Mais je n'y ai pas prêté attention.

Puis j'ai commencé à ressentir des douleurs dans les articulations, le bas de mon dos était régulièrement et facilement endolori.
Mais je n'y ai pas prêté attention.

Un soir, alors que je me douchais, j'ai remarqué une « boule » à l'intérieur de l'une de mes cuisses. En y regardant de plus près, j'ai remarqué que j'avais une sorte d'excroissance qui était apparue du jour au lendemain, faisant quelque chose comme deux centimètres de long pour un centimètre de large et bien cinq millimètres d'épaisseur. Par peur d'une tumeur, j'ai filé aux urgences, l'excroissance a été retirée pour partir en biopsie et les résultats ont révélé qu'il s'agissait d'un amas de chair autour de quelques vaisseaux sanguins, rien de grave en somme. Sur le coup ça m'a un peu « secoué ».
Mais je n'y ai rapidement plus prêté attention.

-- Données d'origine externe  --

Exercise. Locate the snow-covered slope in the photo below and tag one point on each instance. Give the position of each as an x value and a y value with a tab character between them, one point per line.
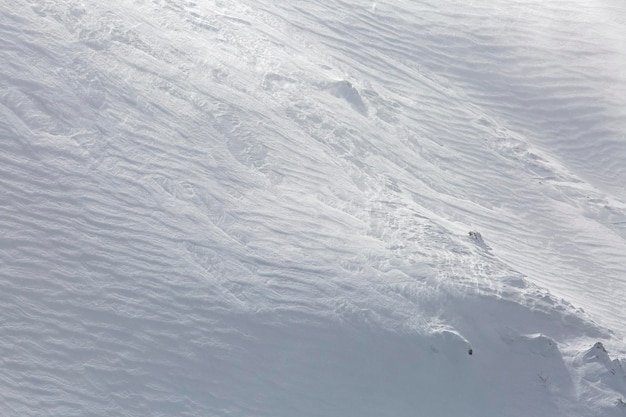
311	208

J'avais également des douleurs quasiment permanentes dans la jambe droite, mais je repensais à l'accident de moto que j'avais eu quelques années auparavant et cela m'arrangeait bien de pouvoir mettre ces douleurs sur le compte de cet événement « externe ». Puis vint la fatigue, le manque de sommeil, la quasi-impossibilité de trouver le sommeil. J'étais conscient que j'en faisais peut-être un peu trop, mais après tout, j'avais un poste à responsabilités, c'était donc normal de devoir travailler plus ! La fatigue s'accentuait.
Mais je n'y ai pas prêté attention.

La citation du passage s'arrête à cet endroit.